4人と私はまったくのんびりとリゾート気分を味わうのだ。
「そういやぁ、ダンナ、なんでこのシティから出られないなんて感じがしたんだい?」
兄やんがぼそりと尋ねた。
「いや、なんでと言われても、あまりに今まで暮らしてきたエリアと違って、ゆったりしている街に思えたからかな?。なんとなく特別なエリアに隔離されたみたいな?・・・」
「お宅、以前の街ってどこに住んでたんだい?」
「多分、そんなに遠くないと思うけど、神奈川の横浜って知ってますか?」
「シゲさん、わかるかい?」
兄やんは私と同代くらいだろうか、年長格のシゲさんに尋ねた。
「なになに、かなり前の話しだねそりゃ、神奈川ってパシフィック側の海に面したあたりかな?」
「パシフィック?、まあ、そうです。その太平洋に面してます」
「ここではだいぶ以前に呼び方が変わってしまったからな、確かあの辺りは今の『エリア6』だろうな。うちらのシティとはまた違うエリアだね」
「ここのシティとは何か違う街なのかい?」
そう兄やんが尋ねるので、今度は私がぼそぼそ話し始める番だった。
「まず、困るのがタバコなんです。皆さん、さっき駅前で吸いがら道に捨てたでしょ?」
「ああ、だからちゃんと靴で火を消したさ。マナーだからな、コホンッ!」
「ええ、私のいた街でも以前はそんなでしたが、今じゃ、路上喫煙は現行犯で罰金2,000円なんです。私も入れて5人でちょうど10,000円です」
「そりゃ、どういう街さ、そりゃひどい!」
「きびし~い!」
「そりゃ、ないぜセニョール!だな」
そして、どうやってインターネットやスマホの便利さを伝えようかと、あれこれ身振り手振りで唱えた。

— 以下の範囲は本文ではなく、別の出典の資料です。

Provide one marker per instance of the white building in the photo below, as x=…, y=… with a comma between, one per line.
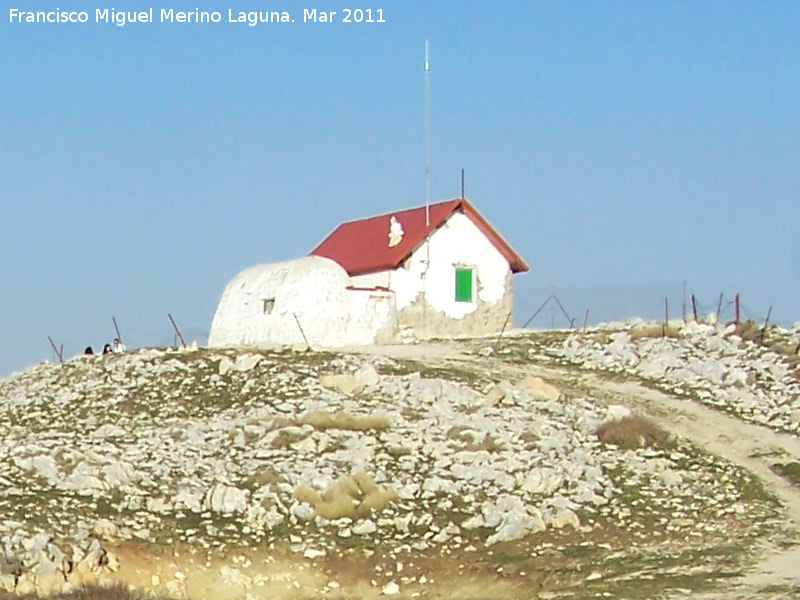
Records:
x=440, y=270
x=308, y=300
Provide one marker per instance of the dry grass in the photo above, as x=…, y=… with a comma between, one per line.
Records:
x=92, y=592
x=344, y=420
x=632, y=432
x=355, y=495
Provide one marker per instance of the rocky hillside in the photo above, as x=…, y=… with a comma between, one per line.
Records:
x=306, y=474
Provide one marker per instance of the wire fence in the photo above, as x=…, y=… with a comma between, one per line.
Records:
x=134, y=335
x=572, y=307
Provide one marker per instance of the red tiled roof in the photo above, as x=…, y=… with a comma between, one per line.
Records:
x=362, y=246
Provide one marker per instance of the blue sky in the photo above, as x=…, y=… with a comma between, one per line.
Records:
x=614, y=145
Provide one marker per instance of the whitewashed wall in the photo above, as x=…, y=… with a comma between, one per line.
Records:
x=458, y=243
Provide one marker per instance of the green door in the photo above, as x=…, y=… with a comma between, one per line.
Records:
x=463, y=284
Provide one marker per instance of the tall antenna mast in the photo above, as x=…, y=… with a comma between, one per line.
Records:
x=427, y=136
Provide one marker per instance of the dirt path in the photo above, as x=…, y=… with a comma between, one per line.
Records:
x=777, y=572
x=753, y=447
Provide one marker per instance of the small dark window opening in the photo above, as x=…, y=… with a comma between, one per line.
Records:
x=464, y=284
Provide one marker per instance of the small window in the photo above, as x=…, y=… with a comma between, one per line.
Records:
x=464, y=284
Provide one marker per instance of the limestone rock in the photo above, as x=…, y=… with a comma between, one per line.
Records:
x=539, y=389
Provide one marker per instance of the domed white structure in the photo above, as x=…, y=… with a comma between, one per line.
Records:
x=268, y=305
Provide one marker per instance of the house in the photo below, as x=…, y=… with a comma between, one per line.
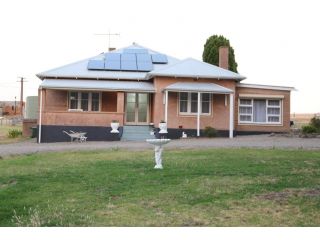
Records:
x=139, y=87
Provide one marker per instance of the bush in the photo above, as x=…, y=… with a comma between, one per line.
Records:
x=210, y=132
x=14, y=133
x=309, y=129
x=315, y=122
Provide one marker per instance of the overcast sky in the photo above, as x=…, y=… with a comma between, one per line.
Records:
x=275, y=42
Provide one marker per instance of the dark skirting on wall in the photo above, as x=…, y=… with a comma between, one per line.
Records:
x=51, y=133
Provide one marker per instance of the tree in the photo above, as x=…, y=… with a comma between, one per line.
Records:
x=211, y=51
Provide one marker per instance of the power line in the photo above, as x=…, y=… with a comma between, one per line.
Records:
x=22, y=80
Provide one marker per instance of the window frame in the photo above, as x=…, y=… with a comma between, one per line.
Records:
x=189, y=113
x=280, y=115
x=79, y=100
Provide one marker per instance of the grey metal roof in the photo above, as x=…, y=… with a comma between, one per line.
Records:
x=175, y=67
x=79, y=69
x=198, y=87
x=196, y=69
x=97, y=85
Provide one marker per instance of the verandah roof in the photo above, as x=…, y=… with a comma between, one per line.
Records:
x=97, y=85
x=198, y=87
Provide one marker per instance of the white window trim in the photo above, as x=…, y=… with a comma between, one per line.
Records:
x=267, y=115
x=188, y=113
x=79, y=101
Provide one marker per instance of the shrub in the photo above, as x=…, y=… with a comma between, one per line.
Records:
x=315, y=122
x=309, y=129
x=210, y=132
x=14, y=133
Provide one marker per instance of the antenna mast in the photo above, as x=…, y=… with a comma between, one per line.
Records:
x=109, y=34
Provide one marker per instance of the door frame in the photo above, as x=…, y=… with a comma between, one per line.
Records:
x=136, y=109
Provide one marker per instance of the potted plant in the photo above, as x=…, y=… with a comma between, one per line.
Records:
x=163, y=127
x=114, y=125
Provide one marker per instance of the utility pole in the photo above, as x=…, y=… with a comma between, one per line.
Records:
x=22, y=80
x=15, y=105
x=109, y=38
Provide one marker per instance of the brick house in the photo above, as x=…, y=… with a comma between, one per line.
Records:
x=139, y=87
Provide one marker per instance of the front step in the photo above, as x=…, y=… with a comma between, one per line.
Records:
x=136, y=133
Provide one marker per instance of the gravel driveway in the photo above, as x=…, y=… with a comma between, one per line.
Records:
x=259, y=141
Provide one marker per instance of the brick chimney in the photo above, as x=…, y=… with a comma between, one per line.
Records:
x=224, y=57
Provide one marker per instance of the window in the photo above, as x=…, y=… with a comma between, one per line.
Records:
x=188, y=103
x=86, y=101
x=259, y=111
x=95, y=101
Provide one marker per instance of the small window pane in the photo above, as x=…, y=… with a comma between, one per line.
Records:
x=274, y=102
x=274, y=111
x=245, y=101
x=245, y=110
x=184, y=96
x=274, y=119
x=205, y=107
x=259, y=110
x=244, y=118
x=183, y=106
x=73, y=100
x=194, y=107
x=205, y=97
x=194, y=96
x=84, y=101
x=95, y=102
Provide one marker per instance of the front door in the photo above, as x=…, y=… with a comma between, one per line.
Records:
x=137, y=108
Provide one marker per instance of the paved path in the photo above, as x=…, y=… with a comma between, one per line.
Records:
x=261, y=141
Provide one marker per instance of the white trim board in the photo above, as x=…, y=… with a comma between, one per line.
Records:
x=258, y=86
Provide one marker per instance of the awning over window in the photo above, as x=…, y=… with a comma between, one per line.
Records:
x=197, y=87
x=97, y=85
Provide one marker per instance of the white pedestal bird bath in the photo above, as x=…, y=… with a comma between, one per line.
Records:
x=158, y=143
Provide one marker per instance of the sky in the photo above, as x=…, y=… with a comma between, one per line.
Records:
x=275, y=42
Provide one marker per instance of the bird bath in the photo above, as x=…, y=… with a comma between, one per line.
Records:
x=158, y=143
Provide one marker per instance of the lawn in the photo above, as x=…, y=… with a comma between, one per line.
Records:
x=219, y=187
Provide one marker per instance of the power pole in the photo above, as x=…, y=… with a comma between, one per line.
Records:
x=15, y=105
x=109, y=38
x=22, y=80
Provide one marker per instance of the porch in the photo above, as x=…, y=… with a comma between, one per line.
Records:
x=88, y=105
x=196, y=105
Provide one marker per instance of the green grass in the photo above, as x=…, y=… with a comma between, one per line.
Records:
x=229, y=187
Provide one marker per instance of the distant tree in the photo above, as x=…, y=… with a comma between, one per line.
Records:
x=211, y=51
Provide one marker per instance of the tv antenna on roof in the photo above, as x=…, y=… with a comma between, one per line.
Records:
x=109, y=34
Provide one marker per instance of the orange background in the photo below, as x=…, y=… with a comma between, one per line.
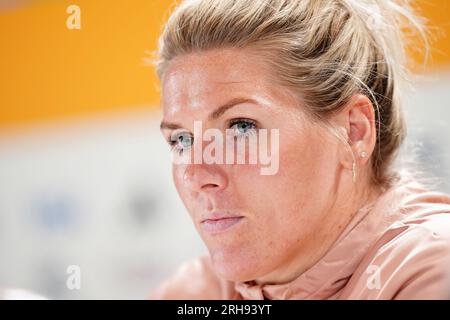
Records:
x=49, y=72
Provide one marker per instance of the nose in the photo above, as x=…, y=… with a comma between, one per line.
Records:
x=204, y=178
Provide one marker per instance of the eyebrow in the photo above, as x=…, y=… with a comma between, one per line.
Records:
x=213, y=115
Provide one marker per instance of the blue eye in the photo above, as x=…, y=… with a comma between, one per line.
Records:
x=243, y=127
x=181, y=141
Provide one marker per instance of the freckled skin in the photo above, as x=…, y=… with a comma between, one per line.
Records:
x=290, y=218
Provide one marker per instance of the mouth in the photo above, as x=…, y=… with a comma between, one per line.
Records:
x=215, y=225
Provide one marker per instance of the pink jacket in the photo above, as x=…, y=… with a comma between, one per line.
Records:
x=395, y=248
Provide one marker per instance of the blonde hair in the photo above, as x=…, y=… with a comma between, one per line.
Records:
x=325, y=50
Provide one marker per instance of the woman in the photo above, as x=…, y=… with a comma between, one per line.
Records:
x=335, y=219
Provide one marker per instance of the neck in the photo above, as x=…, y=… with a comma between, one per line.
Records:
x=345, y=207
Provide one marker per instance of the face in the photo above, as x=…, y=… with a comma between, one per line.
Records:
x=255, y=226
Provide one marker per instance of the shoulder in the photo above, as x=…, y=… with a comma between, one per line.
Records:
x=194, y=280
x=411, y=260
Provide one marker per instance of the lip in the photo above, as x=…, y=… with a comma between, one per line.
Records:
x=217, y=223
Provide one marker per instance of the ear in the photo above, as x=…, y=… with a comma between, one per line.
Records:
x=357, y=119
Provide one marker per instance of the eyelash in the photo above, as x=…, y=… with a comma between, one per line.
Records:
x=173, y=142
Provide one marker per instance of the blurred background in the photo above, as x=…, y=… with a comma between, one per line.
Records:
x=85, y=175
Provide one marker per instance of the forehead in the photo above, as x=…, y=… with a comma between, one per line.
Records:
x=199, y=81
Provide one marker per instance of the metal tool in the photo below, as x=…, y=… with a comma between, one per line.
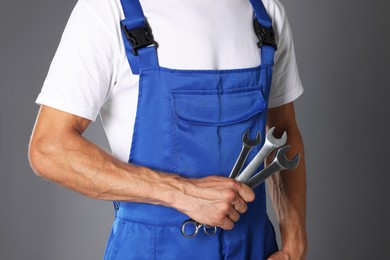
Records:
x=247, y=145
x=271, y=143
x=195, y=227
x=279, y=163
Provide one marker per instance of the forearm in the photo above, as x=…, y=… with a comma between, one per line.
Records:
x=74, y=162
x=288, y=193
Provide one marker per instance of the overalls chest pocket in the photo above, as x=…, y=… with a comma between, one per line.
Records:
x=207, y=127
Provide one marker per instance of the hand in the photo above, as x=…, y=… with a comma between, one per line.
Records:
x=215, y=201
x=284, y=255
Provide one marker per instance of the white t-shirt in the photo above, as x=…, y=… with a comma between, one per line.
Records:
x=90, y=73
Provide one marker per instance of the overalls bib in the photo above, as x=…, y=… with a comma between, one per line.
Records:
x=190, y=122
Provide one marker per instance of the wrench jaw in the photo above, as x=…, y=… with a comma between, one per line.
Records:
x=284, y=162
x=279, y=163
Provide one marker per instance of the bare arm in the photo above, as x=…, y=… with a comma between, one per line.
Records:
x=60, y=153
x=288, y=189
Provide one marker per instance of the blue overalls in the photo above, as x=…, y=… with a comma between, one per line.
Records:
x=190, y=122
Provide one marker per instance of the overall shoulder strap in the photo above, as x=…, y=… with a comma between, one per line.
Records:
x=137, y=36
x=265, y=33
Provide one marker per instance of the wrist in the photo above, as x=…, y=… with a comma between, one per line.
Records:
x=294, y=241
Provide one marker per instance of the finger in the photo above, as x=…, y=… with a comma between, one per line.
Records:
x=246, y=193
x=233, y=215
x=240, y=205
x=227, y=224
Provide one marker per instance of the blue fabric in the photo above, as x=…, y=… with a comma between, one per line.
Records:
x=190, y=122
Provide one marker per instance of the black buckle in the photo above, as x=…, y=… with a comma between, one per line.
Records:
x=139, y=37
x=265, y=35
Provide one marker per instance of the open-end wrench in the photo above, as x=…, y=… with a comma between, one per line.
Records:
x=271, y=143
x=247, y=145
x=279, y=163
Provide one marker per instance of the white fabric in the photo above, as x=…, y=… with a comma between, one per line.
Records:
x=90, y=73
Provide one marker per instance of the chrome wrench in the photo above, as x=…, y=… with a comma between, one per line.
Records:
x=271, y=143
x=247, y=145
x=279, y=163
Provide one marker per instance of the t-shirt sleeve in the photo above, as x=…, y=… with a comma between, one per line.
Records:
x=83, y=69
x=286, y=84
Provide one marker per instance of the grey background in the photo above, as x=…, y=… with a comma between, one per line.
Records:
x=343, y=54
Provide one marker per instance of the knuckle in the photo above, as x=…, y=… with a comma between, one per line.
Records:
x=225, y=208
x=229, y=195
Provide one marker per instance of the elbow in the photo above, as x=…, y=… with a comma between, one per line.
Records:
x=39, y=155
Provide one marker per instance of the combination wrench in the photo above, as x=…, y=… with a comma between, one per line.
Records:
x=271, y=143
x=279, y=163
x=247, y=145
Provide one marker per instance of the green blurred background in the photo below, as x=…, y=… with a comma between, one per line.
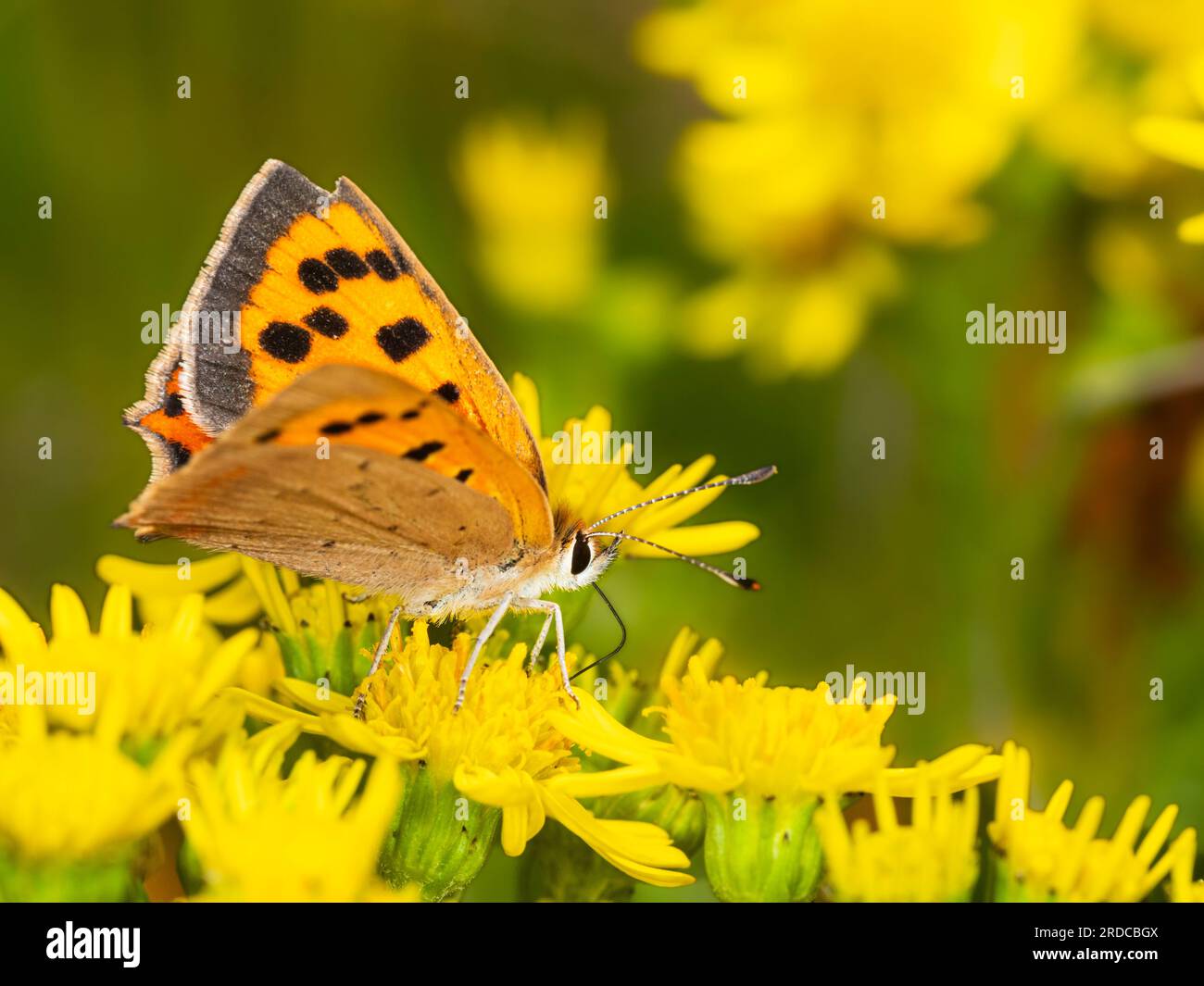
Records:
x=718, y=207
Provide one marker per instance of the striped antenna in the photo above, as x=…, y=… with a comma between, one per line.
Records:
x=721, y=573
x=746, y=480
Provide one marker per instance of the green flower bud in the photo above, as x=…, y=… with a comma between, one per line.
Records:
x=761, y=849
x=438, y=840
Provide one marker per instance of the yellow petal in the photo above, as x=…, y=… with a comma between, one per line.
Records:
x=1192, y=231
x=1176, y=140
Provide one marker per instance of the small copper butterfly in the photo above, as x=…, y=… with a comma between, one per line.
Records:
x=353, y=428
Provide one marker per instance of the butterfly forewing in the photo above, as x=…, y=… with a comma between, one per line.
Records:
x=316, y=280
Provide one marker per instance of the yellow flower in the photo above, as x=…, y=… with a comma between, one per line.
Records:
x=156, y=681
x=77, y=798
x=1046, y=860
x=160, y=590
x=500, y=750
x=1183, y=889
x=306, y=837
x=531, y=192
x=1180, y=141
x=759, y=757
x=931, y=860
x=230, y=601
x=593, y=490
x=844, y=125
x=782, y=743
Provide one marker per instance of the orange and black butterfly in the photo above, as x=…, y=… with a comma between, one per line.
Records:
x=321, y=406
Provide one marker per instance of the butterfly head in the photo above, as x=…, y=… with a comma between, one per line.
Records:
x=582, y=559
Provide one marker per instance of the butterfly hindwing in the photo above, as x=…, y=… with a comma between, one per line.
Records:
x=386, y=488
x=309, y=279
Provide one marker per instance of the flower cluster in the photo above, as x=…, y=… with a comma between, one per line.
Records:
x=216, y=753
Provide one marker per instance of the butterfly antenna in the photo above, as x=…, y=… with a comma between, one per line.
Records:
x=622, y=630
x=746, y=480
x=721, y=572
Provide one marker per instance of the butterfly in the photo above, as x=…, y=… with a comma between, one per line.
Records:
x=320, y=405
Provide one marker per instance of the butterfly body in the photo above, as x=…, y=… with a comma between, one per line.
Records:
x=323, y=407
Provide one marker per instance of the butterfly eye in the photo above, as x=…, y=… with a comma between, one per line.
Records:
x=582, y=555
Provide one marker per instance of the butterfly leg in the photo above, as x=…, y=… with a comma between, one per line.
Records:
x=553, y=610
x=495, y=618
x=538, y=642
x=361, y=701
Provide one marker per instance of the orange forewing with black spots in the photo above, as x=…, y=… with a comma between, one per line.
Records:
x=317, y=280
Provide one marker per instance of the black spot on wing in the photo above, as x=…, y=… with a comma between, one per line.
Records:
x=328, y=321
x=422, y=452
x=317, y=277
x=285, y=341
x=380, y=261
x=401, y=340
x=347, y=264
x=177, y=454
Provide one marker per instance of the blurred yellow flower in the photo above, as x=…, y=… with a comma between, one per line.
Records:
x=842, y=124
x=156, y=681
x=593, y=490
x=71, y=797
x=160, y=589
x=1183, y=889
x=1044, y=860
x=1180, y=141
x=531, y=191
x=931, y=860
x=500, y=750
x=304, y=837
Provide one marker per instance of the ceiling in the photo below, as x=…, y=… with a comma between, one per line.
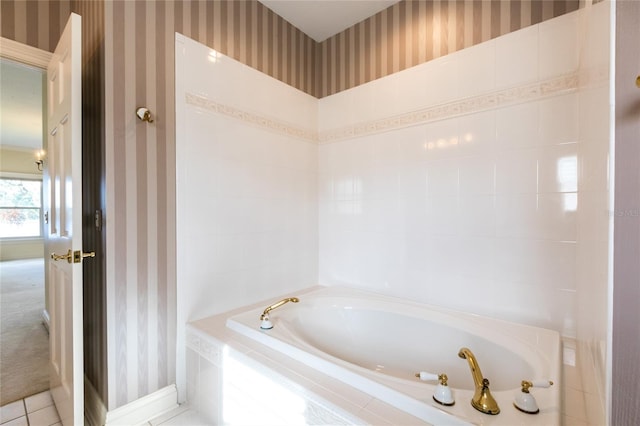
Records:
x=20, y=106
x=320, y=19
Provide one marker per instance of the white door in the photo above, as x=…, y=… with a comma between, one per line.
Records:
x=63, y=226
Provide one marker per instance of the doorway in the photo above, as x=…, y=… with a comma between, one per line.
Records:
x=24, y=353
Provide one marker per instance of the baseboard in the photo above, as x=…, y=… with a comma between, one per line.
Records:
x=95, y=412
x=46, y=320
x=137, y=412
x=142, y=410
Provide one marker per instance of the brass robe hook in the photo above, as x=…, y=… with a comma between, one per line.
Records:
x=144, y=114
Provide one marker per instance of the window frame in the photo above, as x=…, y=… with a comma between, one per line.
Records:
x=27, y=177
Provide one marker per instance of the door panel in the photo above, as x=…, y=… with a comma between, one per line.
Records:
x=63, y=233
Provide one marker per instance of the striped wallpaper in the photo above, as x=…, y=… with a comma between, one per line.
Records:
x=412, y=32
x=129, y=62
x=140, y=163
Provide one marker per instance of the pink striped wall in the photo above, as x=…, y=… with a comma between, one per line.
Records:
x=129, y=62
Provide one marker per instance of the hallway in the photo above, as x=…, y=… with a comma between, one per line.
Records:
x=24, y=341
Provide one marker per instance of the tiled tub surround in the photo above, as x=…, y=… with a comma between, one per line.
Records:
x=475, y=184
x=246, y=186
x=377, y=343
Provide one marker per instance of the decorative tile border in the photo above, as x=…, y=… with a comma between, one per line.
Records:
x=511, y=96
x=250, y=118
x=552, y=87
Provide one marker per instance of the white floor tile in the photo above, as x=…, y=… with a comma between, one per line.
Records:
x=44, y=417
x=189, y=417
x=11, y=411
x=20, y=421
x=167, y=416
x=38, y=401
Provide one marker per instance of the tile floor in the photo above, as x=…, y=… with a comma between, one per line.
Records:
x=34, y=410
x=38, y=410
x=181, y=416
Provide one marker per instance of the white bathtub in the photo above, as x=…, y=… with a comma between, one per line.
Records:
x=377, y=343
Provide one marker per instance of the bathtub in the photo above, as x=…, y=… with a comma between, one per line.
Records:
x=377, y=343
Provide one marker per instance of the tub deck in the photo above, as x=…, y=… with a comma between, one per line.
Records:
x=342, y=394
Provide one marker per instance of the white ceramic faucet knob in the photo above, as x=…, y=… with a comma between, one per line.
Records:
x=266, y=323
x=442, y=394
x=524, y=400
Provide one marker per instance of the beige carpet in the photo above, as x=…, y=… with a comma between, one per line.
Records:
x=24, y=342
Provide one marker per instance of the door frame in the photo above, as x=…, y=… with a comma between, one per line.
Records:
x=25, y=54
x=36, y=58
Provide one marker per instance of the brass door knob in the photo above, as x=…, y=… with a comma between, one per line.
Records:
x=57, y=257
x=79, y=255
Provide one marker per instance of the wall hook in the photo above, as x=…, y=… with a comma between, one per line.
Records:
x=144, y=114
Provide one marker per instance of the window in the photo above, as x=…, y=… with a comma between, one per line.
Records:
x=20, y=208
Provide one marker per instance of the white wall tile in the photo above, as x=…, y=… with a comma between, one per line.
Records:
x=517, y=57
x=558, y=46
x=517, y=126
x=559, y=119
x=247, y=195
x=490, y=197
x=476, y=69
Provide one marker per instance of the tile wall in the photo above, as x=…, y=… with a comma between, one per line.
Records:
x=457, y=182
x=246, y=185
x=467, y=182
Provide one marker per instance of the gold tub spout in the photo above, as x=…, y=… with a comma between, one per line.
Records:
x=482, y=399
x=265, y=314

「まあ、移動電話だね。それとその電話からもネットという通信で買い物できたり、映画も観れて、ゲームもできる。文章や写真を相手に送れるサービスがあって、もう最近じゃ中学生くらいから持ってる・・・」
「するとダンナ、いや、野口っちゃん、そりゃ便利そうだけど、それはまずいな!」
「そうだ、そうだ、危ない、危ない。それ、電波や無線なんだろ?」
「なになに、野口っちゃんの街は命知らずかい?」
口々に彼らが言うには、すでに昔話に近いらしいがシティでは電波も無線も一時は導入計画と試行があったらしいが、相次いでガン患者や白血病患者が出て、やはり有線施策に戻ったのだという。
「それに無線はハゲになるんだぜ」
「野口っちゃんは、まだ間に合うからやめておけよ。便利にも限度があるさ。それにいろいろ覚えなきゃいけない仕組みみたいだし、金もかかるとなっちゃ、シティには生理的に馴染まんよ」
と、シゲのオヤジさん。
「それに『スマホ』って使えば、好きな音楽を外に持ち出して聴けますよ」
「そりゃ、いいけど、レコードがあるじゃないか?。どうしても外で聴きたければ、なあ、トシ?。夏のボーナスで買ったんだよな、アタッシュプレーヤーな?」
それはちょうどアタッシュケース大ではあるが、ケース本体にスピーカーがセットされていて、LPレコード5枚までオートチェンジャー機能で収納できる優れもの。モーター用のバッテリー内臓で、チャージしてケースも閉めたまま屋外で聴けるという。
そんな話をしながら我々はボート小屋で七輪を借り、レインボートラウトを塩焼きにビンビールで優雅な昼食としゃれ込んだ。